25th Sunday 2025
Amos 8:4-7; 1Tim 2:1-8; Luke 16:10-13
Beware easy targets: take special care in front of open goals. Programmes of sporting bloopers are full of people shooting wide of empty nets, dropping undroppable catches, failing to score unmissable tries. I recall a Scottish striker rushing to tap the ball into the net, and somehow clearing it off the line; Shane Warne being regaled with chants of “What’s it like to drop the Ashes” after spilling a dolly of a catch in the crucial final Test of 2005; Don Fox missing the simplest of conversions in front of the posts, and thus handing the Rugby League Cup to the opposing team.
All of this occurs to me as I ponder today’s Readings. Surely, they are a gift to the preacher? All you have to do is to condemn the big bankers and the city slickers, the monopoly capitalists and the politicians who support them, the other politicians who fiddle their expenses, and the millionaires who, to the applause of sections of the press, use legal but immoral means to avoid paying their share of taxes; and you can sit down again, basking in a sense of virtue?
No, you can’t. You never can. The scriptures never make things that easy, because they demand self-examination; and the parable of the man who sees the speck in his brother’s eye whilst ignoring the log in his own always looms large.
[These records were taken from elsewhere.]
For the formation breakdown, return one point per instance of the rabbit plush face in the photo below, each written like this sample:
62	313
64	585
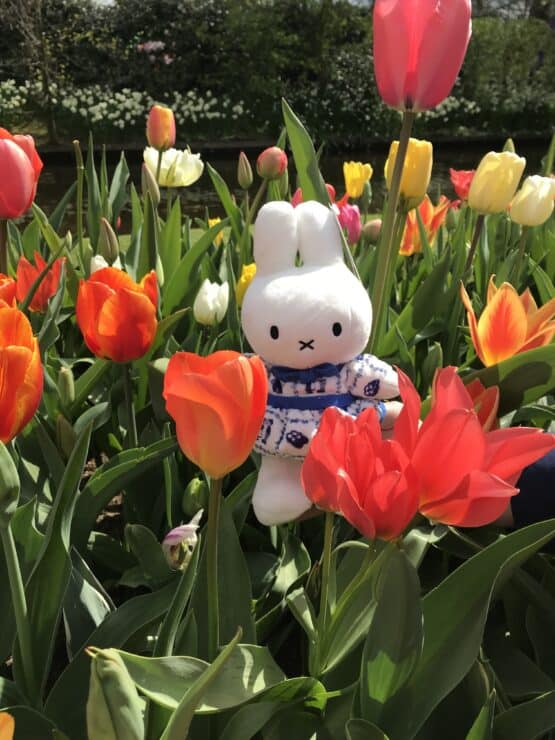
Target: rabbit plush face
303	316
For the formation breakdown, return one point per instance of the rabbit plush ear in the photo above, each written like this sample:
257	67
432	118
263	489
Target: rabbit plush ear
275	238
319	236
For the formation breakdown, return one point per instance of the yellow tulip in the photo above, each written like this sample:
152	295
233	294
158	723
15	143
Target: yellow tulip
495	182
417	170
247	274
533	204
356	175
509	324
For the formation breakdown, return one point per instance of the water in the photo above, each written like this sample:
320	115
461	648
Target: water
201	199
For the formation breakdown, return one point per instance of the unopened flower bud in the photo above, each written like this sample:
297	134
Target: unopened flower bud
160	128
114	709
66	386
108	245
9	486
244	172
271	163
195	497
179	543
149	185
372	229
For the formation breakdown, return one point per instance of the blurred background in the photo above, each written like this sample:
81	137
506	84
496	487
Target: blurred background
68	67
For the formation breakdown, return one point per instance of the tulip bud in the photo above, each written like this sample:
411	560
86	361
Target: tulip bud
371	230
149	185
179	543
160	128
9	486
65	435
416	174
244	172
195	497
108	245
271	163
66	386
113	705
211	303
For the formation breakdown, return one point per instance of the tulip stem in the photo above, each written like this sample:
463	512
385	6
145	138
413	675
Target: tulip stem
79	202
381	287
326	566
475	239
3	246
132	436
212	567
21	613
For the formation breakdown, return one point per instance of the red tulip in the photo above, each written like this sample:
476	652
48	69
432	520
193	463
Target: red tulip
349	469
419	47
7	289
461	181
21	375
20	167
160	128
116	315
28	273
463	475
218	404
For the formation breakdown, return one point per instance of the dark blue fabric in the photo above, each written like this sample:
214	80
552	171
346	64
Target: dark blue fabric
310	403
536	498
308	375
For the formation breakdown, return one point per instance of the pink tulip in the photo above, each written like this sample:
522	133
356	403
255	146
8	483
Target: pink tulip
419	47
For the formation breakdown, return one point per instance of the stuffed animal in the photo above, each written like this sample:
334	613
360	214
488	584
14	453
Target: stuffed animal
309	319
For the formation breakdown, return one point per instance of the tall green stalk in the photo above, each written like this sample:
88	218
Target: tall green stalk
383	277
21	613
214	502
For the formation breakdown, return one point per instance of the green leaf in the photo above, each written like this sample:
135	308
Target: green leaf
522	379
184	282
360	729
454	617
306	163
483	724
230	207
526	721
48	582
394	641
67	699
178	726
110	478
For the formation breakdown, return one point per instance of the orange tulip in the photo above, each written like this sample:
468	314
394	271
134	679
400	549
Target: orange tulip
116	315
432	218
218	404
7	726
21	375
7	289
28	273
509	324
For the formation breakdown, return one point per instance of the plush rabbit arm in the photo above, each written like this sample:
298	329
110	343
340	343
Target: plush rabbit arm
369	377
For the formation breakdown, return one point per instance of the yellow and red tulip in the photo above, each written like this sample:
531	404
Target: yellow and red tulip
21	376
509	324
117	316
218	404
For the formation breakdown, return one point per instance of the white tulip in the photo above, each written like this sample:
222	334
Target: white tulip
179	168
211	303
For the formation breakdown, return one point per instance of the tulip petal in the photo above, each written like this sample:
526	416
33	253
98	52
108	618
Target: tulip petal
478	500
126	326
502	326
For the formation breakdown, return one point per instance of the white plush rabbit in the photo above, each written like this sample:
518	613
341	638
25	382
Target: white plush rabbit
309	318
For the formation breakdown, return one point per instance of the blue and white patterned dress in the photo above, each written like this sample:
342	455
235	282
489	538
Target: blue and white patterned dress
297	399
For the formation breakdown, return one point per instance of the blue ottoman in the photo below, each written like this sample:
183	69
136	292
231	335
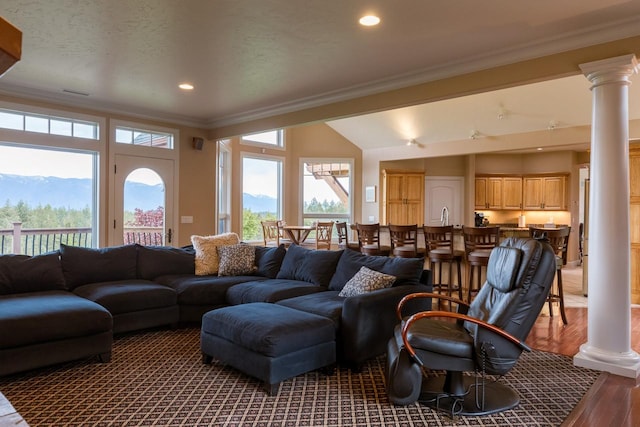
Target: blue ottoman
267	341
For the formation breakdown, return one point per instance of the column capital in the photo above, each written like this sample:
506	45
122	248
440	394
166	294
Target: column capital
610	70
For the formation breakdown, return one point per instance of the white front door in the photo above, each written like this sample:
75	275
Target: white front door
440	192
143	201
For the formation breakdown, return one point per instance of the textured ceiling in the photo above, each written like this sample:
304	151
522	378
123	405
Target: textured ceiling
252	58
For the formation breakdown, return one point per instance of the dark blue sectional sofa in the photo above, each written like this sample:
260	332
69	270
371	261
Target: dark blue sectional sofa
67	305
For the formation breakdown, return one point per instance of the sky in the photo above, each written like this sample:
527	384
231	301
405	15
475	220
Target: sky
260	176
61	164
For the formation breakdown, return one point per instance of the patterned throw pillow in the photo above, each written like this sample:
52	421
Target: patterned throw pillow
366	280
237	260
206	247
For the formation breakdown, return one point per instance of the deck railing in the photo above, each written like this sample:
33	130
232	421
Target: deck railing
37	241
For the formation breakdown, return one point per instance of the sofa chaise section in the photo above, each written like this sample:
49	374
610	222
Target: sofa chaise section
365	322
41	323
109	277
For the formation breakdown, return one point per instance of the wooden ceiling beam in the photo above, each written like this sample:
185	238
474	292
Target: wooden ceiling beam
10	45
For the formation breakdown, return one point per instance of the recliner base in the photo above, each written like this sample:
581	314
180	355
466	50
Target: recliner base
497	397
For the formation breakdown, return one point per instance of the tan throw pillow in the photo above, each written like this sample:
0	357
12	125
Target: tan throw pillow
237	260
366	280
207	260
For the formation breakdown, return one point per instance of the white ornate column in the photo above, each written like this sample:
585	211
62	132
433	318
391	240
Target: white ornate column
608	346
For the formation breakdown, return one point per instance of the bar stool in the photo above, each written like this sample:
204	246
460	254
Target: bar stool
558	238
478	243
369	240
404	241
438	241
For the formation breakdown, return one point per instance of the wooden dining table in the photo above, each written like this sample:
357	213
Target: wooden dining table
298	233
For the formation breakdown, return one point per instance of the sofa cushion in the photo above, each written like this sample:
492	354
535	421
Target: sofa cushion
23	273
365	281
203	290
269	260
406	270
155	261
237	260
270	290
206	247
127	296
88	265
268	329
327	304
309	265
49	316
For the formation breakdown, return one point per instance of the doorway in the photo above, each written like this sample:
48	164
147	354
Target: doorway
143	201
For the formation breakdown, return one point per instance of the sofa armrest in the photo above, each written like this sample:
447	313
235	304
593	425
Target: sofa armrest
368	321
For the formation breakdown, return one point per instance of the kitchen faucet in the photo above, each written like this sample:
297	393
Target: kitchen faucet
444	216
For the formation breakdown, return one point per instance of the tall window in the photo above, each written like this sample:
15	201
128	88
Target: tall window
48	198
327	189
224	187
261	194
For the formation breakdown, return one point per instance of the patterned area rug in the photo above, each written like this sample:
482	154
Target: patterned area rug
157	378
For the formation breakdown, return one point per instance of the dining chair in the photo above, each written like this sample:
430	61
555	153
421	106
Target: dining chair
478	244
342	229
282	235
558	238
439	243
404	241
369	240
324	232
270	233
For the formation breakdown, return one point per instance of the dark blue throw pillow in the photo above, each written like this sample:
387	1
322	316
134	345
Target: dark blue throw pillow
269	260
23	273
308	265
87	265
406	270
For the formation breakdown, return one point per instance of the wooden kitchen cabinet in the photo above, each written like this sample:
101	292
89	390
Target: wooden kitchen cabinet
488	193
402	197
498	192
512	192
544	193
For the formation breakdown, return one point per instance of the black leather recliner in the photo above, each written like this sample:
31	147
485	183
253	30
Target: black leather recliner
485	337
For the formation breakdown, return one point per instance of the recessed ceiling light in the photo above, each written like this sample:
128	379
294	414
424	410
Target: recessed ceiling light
369	20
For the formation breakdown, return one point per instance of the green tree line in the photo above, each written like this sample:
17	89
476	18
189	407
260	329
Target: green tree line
252	229
43	216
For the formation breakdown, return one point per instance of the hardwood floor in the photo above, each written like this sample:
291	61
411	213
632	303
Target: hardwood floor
613	400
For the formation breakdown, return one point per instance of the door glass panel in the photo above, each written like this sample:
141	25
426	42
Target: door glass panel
144	210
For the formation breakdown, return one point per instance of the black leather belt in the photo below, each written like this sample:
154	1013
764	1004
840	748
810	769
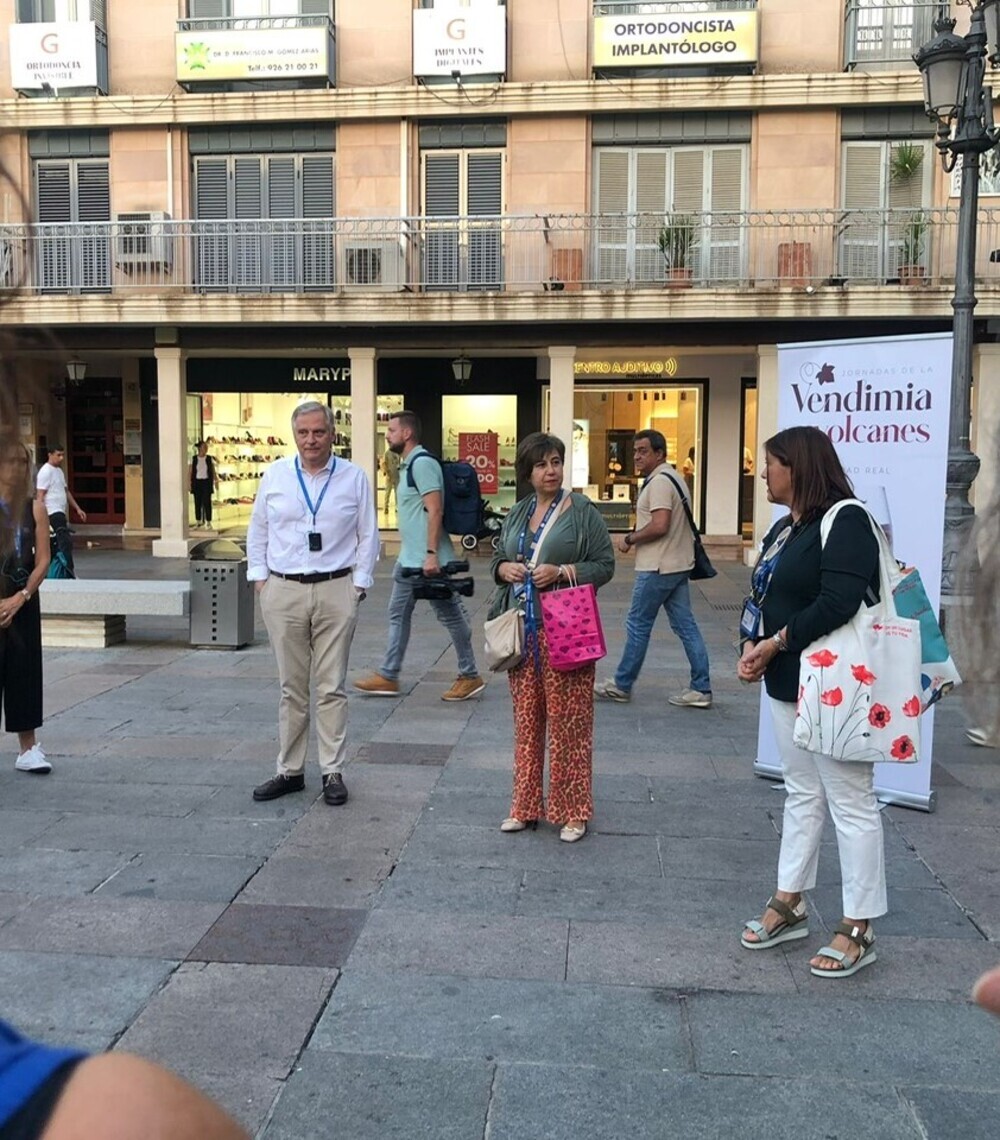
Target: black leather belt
309	579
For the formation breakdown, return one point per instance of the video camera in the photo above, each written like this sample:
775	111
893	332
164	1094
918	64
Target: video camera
440	587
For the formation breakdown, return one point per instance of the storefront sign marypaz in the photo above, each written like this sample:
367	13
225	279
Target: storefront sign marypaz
276	53
675	39
54	55
472	41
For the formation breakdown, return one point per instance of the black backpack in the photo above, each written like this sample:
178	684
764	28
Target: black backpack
463	504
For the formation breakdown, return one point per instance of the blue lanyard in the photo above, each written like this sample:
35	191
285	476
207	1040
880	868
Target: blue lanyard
530	609
314	510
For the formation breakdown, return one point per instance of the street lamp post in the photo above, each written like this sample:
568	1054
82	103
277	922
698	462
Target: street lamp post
954	95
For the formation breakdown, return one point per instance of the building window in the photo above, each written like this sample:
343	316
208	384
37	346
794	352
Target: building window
279	210
637	192
462	208
74	190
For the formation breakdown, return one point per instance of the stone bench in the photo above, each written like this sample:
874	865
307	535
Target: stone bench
90	612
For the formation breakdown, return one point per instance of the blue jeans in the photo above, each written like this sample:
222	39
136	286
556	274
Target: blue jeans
650	592
450	613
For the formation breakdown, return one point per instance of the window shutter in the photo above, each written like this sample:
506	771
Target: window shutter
611	196
54	190
861	238
317	202
649	192
722	243
211	205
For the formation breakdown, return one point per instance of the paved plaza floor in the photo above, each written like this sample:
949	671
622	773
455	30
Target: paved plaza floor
399	968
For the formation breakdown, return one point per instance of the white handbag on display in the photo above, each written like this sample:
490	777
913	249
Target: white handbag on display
860	686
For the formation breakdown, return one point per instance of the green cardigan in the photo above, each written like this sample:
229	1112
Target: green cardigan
580	538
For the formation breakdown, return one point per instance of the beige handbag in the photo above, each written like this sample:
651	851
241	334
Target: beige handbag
504	641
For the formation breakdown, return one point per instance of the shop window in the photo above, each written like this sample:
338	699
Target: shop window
606	421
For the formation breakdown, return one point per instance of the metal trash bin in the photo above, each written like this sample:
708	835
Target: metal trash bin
221	599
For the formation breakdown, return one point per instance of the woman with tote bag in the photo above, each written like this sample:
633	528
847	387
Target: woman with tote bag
814	588
550	537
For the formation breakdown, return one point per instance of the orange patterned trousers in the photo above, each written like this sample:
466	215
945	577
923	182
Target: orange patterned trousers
562	705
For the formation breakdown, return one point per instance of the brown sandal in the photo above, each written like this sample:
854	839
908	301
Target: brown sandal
794	925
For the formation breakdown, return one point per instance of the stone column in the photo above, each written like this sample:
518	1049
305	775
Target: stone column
561	360
364	406
171	392
766	426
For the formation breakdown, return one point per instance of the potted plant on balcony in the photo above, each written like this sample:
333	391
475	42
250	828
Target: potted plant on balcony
912	267
679	241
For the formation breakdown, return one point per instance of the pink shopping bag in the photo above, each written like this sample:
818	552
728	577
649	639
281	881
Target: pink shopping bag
572	627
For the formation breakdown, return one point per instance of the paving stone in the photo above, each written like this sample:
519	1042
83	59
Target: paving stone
281	936
80	1000
146	833
389	1098
892	1042
468	945
614	1104
539	849
61	872
327	882
131	927
487	1019
674	955
398	752
945	1113
22	827
193	878
230	1019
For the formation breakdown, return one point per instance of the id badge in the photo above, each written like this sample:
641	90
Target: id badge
750	621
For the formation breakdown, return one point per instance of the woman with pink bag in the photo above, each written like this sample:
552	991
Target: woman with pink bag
550	537
804	589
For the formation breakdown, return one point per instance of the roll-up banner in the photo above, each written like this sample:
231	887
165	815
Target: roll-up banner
885	405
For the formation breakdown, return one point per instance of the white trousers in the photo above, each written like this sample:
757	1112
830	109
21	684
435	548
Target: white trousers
812	783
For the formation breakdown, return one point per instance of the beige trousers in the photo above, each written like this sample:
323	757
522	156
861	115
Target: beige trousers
310	629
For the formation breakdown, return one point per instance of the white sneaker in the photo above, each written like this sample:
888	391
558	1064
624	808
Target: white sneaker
33	760
691	699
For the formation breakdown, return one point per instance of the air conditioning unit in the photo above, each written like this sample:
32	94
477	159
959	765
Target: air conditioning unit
372	265
141	241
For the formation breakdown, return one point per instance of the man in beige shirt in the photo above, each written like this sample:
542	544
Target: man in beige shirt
664	558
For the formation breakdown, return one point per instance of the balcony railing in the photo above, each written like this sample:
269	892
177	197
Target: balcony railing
561	253
884	34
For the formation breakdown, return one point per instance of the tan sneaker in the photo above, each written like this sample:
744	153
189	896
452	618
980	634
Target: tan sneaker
376	685
463	689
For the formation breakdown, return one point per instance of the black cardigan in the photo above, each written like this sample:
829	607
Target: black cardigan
816	588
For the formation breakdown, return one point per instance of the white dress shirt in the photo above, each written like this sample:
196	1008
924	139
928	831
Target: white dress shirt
278	534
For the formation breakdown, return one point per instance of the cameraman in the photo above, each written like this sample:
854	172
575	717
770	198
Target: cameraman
423	546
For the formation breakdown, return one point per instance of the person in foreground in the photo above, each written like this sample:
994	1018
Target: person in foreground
805	591
24	560
311	550
547	535
48	1093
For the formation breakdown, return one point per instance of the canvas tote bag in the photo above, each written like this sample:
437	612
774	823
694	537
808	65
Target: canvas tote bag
859	686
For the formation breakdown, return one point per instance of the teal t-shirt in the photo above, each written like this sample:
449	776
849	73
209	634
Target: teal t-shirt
413	520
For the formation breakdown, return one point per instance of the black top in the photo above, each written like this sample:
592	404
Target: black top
815	588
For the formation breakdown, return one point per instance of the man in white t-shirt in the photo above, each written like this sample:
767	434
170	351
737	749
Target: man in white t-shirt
51	490
664	559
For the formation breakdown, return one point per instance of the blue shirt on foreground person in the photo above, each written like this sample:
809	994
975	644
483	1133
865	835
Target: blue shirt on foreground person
24	1068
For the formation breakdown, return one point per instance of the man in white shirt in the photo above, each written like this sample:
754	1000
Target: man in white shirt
51	490
311	547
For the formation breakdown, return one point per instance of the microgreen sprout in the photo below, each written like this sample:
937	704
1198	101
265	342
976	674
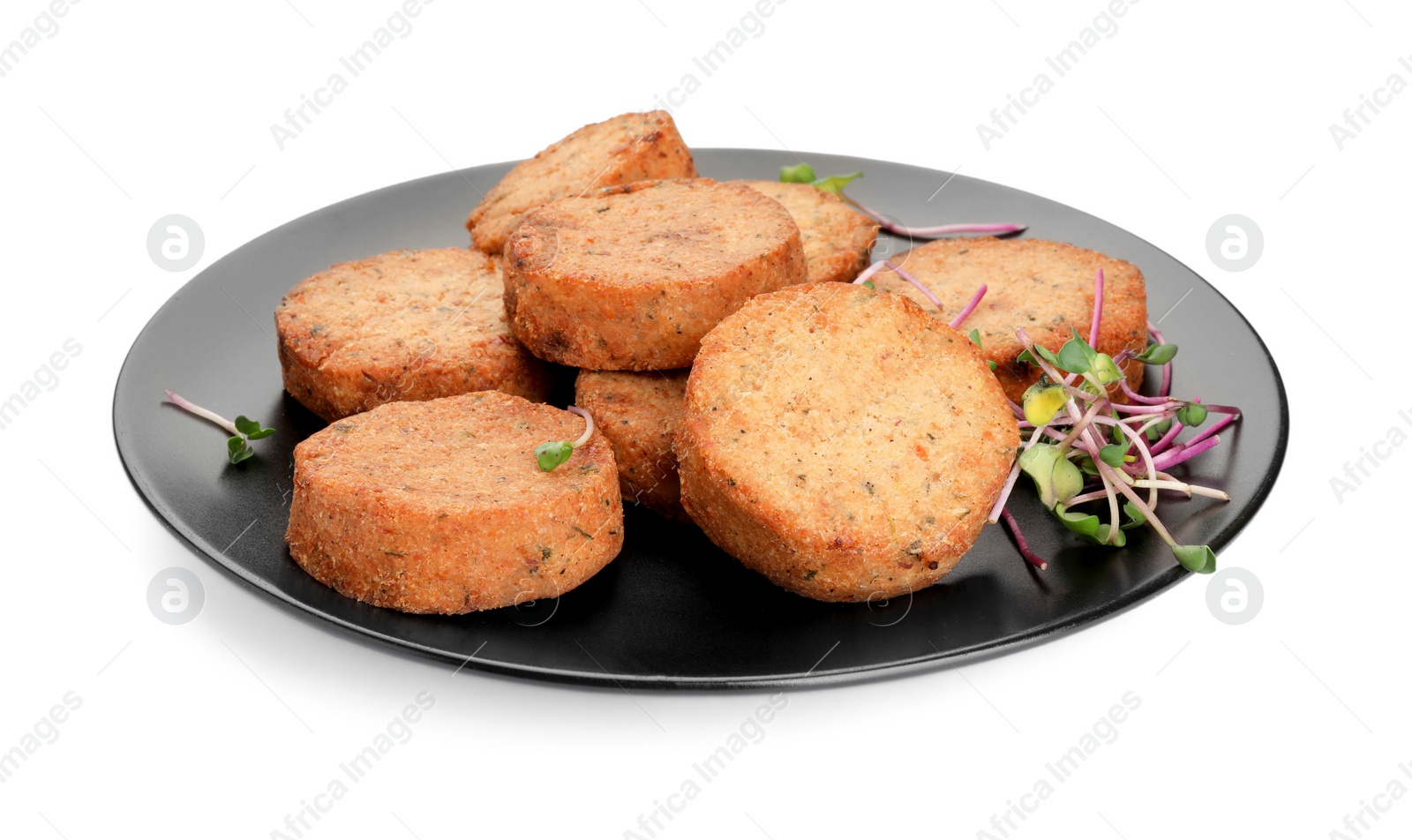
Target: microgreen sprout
802	173
1085	448
866	279
552	454
242	431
What then is the log which obscures our vision here? the stumble which will keep the unguarded net intact? Is it not that same lack of self-awareness which so often blinds us to our own faults? How many of us who decry the greed of others nonetheless do business, for the sake of cheapness, with a company which is notorious for not paying its share of taxes and for treating its workers badly? How many of us vote for a party because it promises “wealth creation”—surely a euphemism for greed? Why does a majority of the population allegedly support the slashing of overseas aid on the grounds that we should “look after our own” while at the same time denouncing those who are dependent on benefits as scroungers, regardless of the battle for survival which so many endure?
It is fascinating that the main political parties are terrified of offending pensioners—and I speak as a pensioner myself who am extremely grateful for my pension, but who cannot see any justification for the triple lock, at a time when swathes of the younger generation struggle to make ends meet. It simply adds to the conviction that we baby boomers are selfish.
I wonder how many of the people who bemoan the decline of town centres—and is there anyone among us who hasn’t done that?—have contributed to that decline by our own shopping habits, first abandoning the high street in favour of cheaper out-of-town supermarkets, and then shifting again to shopping on line. There is nothing intrinsically wrong in changing our shopping habits, but we cannot then moan because town centre shops are closing—and do we ever pause to consider those who lose their livelihoods, whether shop workers, bank employees, or whoever, as a result of our actions?
Before the 1997 General Election, the Bishops of England and Wales produced an excellent document entitled “The Common Good”, not telling people how to vote, but pointing to the moral factors which voters should consider. It was immediately denounced by the then editor of the Times, himself a Catholic, as being “economically illiterate”. What have we come to when Catholics place economics above moral justice? What price the Gospel if even we begin to think in those terms. DO WE?
Incidentally, a couple of days ago, I came across a couple of snippets from the forthcoming biography of the Pope, based on interviews with him. In them, Leo expresses regret that some Catholics place economic considerations above the demands of justice—so at least I got that part right.